BR chose to scan at the Transaction KV level to achieve backup. In this way, the core of the backup is the MVCC Scan distributed on multiple TiKV nodes: simple, rude, but effective. It inherits many advantages of TiKV from birth: distributed, conducive to horizontal expansion, and flexible (backup of any range, future Any version of GC data) and other advantages.

Compared with the previous use of mydumper for SQL layer backups, BR can back up and restore more efficiently: it eliminates the SQL layer overhead, supports backup indexes at the same time, and all backups are sorted SST files, which greatly Speeds up recovery.

The strength of BR has been demonstrated in the previous article ( https://pingcap.com/zh/blog/cluster-data-security-backup ). This article will describe the specific implementation of the BR backup side in detail: simple In other words, BR is the "operator push-down" of backup: the task is sent to TiKV through the gRPC interface, and then TiKV is allowed to dump the data to the external storage by itself.

The basic process of BR

interface

In order to distinguish from the general MVCC Scan request, TiKV provides an Backup , this interface is different from the general read request-it does not return data to the client, but directly stores the read data in the designated memory ( External Stroage):

service Backup {
    // 收到 backup 的 TiKV,将会将 Request 指定范围中,所有自身为 leader
    // 的 region 备份,并流式地返回给客户端(每个 region 对应流中的一个 item)。
    rpc backup(BackupRequest) returns (stream BackupResponse) {}
}

// NOTE:隐藏了一些不重要的 field 。
message BackupRequest {
    // 备份的范围,[start_key, end_key)。
    bytes start_key = 2;
    bytes end_key = 3;
    // 备份的 MVCC 版本。
    uint64 start_version = 4;
    uint64 end_version = 5;
    
    // 限流接口,为了确保和恢复时候的一致性,限流限制保存备份文件的阶段的速度。
    uint64 rate_limit = 7;
    
    // 备份的目标存储。
    StorageBackend storage_backend = 9;
    // 备份的压缩 -- 这是一个用 CPU 资源换取 I/O 带宽的优化。
    CompressionType compression_type = 12;
    int32 compression_level = 13;
    // 备份支持加密。
    CipherInfo cipher_info = 14;
}

message BackupResponse {
    Error error = 1;
    // 备份的请求将会返回多次,每次都会返回一个已经完成的子范围。
    // 利用这些信息可以统计备份进度。
    bytes start_key = 2;
    bytes end_key = 3;
    // 返回该范围备份文件的列表,用于恢复的时候追踪。
    repeated File files = 4;
}

Client

The BR client will use the TiDB interface to calculate the range ("ranges") that needs to be backed up according to the libraries and tables specified by the user to be backed up. The calculation basis is:

  1. Generate range based on all data keys of each table. (All t{table_id}_r prefix 061c27fa35e2b6)
  2. Generate range based on all index keys of each index. (All t{table_id}_i{index_id} prefix 061c27fa35e2e5)
  3. If the table has partitions (which means, it may have multiple table IDs), for each partition, the range is generated according to the above rules.

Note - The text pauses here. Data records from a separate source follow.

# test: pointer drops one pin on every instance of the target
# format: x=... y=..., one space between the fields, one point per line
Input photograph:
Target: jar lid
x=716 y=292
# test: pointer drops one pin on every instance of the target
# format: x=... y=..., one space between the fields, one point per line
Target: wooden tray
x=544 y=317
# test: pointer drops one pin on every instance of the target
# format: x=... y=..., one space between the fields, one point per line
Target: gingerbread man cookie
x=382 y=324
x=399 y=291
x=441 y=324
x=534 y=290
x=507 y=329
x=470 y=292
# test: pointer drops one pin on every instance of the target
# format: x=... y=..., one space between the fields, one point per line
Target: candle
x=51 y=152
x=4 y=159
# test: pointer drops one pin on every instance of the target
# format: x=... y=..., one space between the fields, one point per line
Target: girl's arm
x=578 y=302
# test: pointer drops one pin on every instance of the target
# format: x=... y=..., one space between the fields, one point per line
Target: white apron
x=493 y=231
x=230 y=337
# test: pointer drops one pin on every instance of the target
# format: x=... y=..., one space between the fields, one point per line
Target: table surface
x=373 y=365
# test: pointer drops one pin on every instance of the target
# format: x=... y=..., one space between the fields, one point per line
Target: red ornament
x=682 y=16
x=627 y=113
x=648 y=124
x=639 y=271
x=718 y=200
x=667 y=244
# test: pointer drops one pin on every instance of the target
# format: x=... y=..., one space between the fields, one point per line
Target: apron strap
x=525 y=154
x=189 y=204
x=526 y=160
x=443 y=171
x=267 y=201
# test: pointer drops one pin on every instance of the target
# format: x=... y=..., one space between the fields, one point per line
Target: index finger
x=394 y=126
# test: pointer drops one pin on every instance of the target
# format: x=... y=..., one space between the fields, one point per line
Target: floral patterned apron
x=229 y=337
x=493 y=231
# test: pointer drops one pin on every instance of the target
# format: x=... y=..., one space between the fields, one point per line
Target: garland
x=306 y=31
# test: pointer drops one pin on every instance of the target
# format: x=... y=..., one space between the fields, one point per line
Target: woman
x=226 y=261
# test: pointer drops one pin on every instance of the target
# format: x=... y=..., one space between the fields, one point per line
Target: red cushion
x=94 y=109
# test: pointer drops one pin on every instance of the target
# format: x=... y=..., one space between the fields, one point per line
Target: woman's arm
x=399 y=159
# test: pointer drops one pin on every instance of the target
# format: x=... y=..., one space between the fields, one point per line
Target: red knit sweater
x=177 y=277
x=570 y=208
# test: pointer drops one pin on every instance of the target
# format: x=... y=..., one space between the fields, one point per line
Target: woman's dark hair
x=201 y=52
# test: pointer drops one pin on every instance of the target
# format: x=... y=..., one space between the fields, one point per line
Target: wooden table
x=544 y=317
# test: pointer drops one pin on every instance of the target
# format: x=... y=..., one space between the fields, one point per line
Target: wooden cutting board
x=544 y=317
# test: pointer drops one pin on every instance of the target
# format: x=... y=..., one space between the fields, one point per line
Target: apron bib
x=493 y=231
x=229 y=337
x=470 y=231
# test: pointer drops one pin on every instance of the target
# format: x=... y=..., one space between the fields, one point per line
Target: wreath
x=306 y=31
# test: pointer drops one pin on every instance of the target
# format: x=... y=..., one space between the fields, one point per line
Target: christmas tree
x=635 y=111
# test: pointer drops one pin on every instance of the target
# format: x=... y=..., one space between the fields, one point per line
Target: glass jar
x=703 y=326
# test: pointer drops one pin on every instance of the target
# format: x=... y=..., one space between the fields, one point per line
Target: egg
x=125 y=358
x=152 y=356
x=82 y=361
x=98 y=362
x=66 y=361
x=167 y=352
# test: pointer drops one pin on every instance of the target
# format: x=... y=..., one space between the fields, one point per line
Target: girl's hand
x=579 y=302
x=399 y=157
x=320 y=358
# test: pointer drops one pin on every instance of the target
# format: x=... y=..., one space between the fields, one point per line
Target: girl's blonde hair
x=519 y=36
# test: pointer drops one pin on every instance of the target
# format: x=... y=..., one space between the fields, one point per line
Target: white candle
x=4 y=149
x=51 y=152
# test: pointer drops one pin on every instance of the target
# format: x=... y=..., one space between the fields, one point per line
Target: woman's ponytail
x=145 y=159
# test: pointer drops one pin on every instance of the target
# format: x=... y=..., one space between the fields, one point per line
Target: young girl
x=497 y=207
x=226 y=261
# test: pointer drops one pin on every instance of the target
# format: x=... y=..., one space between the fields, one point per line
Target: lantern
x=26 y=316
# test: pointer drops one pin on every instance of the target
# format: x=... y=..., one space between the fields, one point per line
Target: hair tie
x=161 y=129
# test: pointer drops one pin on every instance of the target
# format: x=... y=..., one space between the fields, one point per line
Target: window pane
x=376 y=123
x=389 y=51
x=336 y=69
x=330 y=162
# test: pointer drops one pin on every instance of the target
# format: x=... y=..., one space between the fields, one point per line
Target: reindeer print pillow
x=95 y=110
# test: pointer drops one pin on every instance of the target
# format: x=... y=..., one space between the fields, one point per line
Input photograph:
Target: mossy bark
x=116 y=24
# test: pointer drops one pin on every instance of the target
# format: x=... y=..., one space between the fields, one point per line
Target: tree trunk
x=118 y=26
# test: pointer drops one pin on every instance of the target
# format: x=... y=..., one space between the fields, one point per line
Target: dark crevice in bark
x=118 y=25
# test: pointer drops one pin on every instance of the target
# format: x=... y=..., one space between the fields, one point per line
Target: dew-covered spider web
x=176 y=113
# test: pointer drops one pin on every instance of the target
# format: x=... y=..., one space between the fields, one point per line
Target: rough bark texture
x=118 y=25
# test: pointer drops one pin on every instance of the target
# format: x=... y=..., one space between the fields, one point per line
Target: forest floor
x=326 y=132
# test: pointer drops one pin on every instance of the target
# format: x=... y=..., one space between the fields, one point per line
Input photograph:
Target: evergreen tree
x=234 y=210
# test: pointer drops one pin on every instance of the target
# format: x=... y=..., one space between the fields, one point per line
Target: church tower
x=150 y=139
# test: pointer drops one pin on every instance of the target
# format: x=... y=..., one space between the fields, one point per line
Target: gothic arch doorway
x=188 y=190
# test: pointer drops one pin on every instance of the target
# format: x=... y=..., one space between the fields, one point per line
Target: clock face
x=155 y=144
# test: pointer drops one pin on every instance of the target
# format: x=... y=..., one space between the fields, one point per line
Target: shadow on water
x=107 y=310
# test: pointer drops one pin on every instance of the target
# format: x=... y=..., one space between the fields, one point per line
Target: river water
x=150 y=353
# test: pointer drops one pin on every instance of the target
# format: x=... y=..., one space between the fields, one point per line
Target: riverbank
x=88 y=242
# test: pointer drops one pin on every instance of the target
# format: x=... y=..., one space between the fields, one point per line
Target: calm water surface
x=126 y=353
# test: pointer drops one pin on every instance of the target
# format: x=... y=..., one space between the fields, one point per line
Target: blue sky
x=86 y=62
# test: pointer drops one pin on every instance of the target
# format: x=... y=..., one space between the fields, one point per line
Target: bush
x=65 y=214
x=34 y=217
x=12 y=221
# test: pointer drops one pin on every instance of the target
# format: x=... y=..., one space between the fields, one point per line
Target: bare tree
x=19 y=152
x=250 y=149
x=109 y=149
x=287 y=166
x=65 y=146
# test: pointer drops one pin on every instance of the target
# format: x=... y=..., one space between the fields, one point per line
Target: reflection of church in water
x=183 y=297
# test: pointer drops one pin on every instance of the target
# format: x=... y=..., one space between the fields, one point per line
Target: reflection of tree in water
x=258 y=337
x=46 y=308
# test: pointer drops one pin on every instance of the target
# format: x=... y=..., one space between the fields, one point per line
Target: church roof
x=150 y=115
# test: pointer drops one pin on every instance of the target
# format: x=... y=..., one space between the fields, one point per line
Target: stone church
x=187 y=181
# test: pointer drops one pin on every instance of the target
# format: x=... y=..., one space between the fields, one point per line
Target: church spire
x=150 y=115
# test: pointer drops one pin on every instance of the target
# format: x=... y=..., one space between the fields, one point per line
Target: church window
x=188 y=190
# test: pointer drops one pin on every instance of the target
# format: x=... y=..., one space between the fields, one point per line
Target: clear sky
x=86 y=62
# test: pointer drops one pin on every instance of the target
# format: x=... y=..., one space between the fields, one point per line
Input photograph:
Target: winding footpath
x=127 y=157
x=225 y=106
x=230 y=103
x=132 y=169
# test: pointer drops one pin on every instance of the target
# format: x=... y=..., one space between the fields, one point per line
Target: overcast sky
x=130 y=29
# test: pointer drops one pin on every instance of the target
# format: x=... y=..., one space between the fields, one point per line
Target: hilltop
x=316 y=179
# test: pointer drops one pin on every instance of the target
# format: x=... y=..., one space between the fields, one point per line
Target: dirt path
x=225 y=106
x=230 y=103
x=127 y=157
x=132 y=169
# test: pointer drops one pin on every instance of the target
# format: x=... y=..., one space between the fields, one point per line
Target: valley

In order to obtain the maximum degree of parallelism, the BR client will send backup requests on these ranges to all TiKVs in parallel.

Of course, the backup cannot be smooth sailing. We will inevitably encounter problems when backing up: such as network errors, or triggering TiKV's current limiting measures (Server is Busy), or Key is Locked. At this time, we must reduce these ranges and resend the request (otherwise , We are going to repeat what we have done before...).

After a failure, the process of selecting an appropriate range to resend the request is called "fine-grained backup" in BR. Specifically:

  1. In the previous "coarse-grained backup", every time the BR client receives a BackupResponse it will store the [start_key, end_key) as a range in an interval tree (you can think of it as a simple BTreeSet<(Vec<u8>, Vec<u8>)> ).
  2. "Coarse-grained backup" will ignore any retryable errors, but the corresponding range will not be stored in this interval tree, so a "hole" will be left in the tree. The pseudo code for these two steps is as follows.
func Backup(tree RangeTree) {
    // ... 
    for _, resp := range responses {
        if resp.Success {
            tree.Insert(resp.StartKey, resp.EndKey)  
        }
    }
}

// An example: 
// When backing up the ange [1, 5).
// [1, 2), [3, 4) and [4, 5) successed, and [2, 3) failed:
// The Tree would be like: { [1, 2), [3, 4), [4, 5) }, 
// and the range [2, 3) became a "hole" in it.
// 
// Given the range tree is sorted, it would be easy to 
// find all holes in O(n) time, where n is the number of ranges.
  1. After the "coarse-grained backup" is over, we traverse the interval tree, find all the "holes" in it, and perform "fine-grained backups" in parallel:
  • Find all regions that contain the hole.
  • Initiate a Backup RPC in the corresponding range of the region to their leader.
  • After success, put the corresponding range into the interval tree.
  1. After a round of "fine-grained backup" is over, if there are holes in the interval tree, go back to (3), and report an error and exit after a certain number of failed retries.

After the above "backup" process is completed, BR will use the Coprocessor interface to request TiKV to execute the checksum of the table specified by the user.

This checksum will be used as a reference when restoring, and it will also be compared with the file-by-file checksum generated by TiKV during backup. This comparison process is called "fast checksum".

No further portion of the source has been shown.